When you say you use ableton for your drums, is it a softsynth within ableton that you're using? Perhaps you could just open it in logic instead?
If not, does logic not have it's own drum software?
Failing that you could create your patterns and sort the structure, then export your drum tracks as separate mono wavs as if you'd recorded them live.
That, of course, means you'd be committed to the 'playing', but you could mix the drums in logic with the rest of your mix.
 
Can you get it to export each piece as an individual wav file? I'd do that, and then import each wav into your mixing program.
 
Yeah, you really want to be able to mix your drums with the rest of your mix. Mixing them alone, you have no setting to compare them in. Best thing is to find a way to get your drums (individually) into whatever DAW your using, and go from there.
 
EZ Drummer loops have had compression used on them already so are pretty much ready to go with no additional processing.
 
Logic does have a nice drummer kit, but after several weeks of messing around trying to use it as a step editor, I had to give up. It really wasn't made for that, so I had to go with something else.

Steenamaroo, what exactly do you mean by 'sorting the structure'?

VomitHatSteve, I'm pretty sure I could do that, but I imagine it would lead to literally dozens of WAV files, if I'm thinking about it correctly. I'd export the bass kick, snare, hitat separately for a specific beat, then do it again for a different beat....I guess that's what I'm trying to avoid, it seems like way too much work. Perhaps there's a middle ground. The drums don't sound bad at this point, I just keep reading about tailoring each piece with individual settings, and want to try it.

Thanks for the other repsonses. I'll definitely keep editing all sounds within Logic, and see what I can do with Ableton's exports.
 
Logic does have a nice drummer kit, but after several weeks of messing around trying to use it as a step editor, I had to give up. It really wasn't made for that, so I had to go with something else.

I use Logic's Drummer to create patterns, it seems so much easier than step editing plus you can always convert the track to midi and edit it. I do acknowledge that the included virtual drummers don't cover very many genres.
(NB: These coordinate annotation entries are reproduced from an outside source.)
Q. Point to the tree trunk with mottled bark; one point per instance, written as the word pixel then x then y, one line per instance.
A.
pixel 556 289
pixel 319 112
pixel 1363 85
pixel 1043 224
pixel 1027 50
But what I really wanted to point out is that if you choose a Producer Kit from the instrument library you get a channel for each drum, sometimes two for kick and snare, plus overheads and room mics. Then you can mix away to your heart's content.

J
 
I use the drum instrument (Addictive / Steven Slate Digital 4) via my DAW (Reaper), as Steen suggested, and can thus do whatever the hell I want to whichever drum sound I need to whenever the hell I want to in the context of the entire mix.

Only way to fly... YMMV.
 
I use the drum instrument (Addictive / Steven Slate Digital 4) via my DAW (Reaper), as Steen suggested, and can thus do whatever the hell I want to whichever drum sound I need to whenever the hell I want to in the context of the entire mix.

Only way to fly... YMMV.

This ain't Facebook, but I 'LIKE' this! ^^^
 
Steenamaroo, what exactly do you mean by 'sorting the structure'?

I just mean write/create/build/play your drum track, then export the individual tracks as wavs.
I put emphasis on this because once the tracks are wavs, you cannot alter them as you can alter midi notation.
 
Actually in Ableton, if you go that way, you can create your own drum kit if you prefer, get all of your EQ, Compression, what every you need and build on drum rack. Then Map that to MIDI and you have a complete drum kit.

I use Superior Drummer, but if I wanted to design my own kit, all the tools Ableton has, no reason you can't get some good samples and build your own. Look up on youtube on how to build a instrument rack.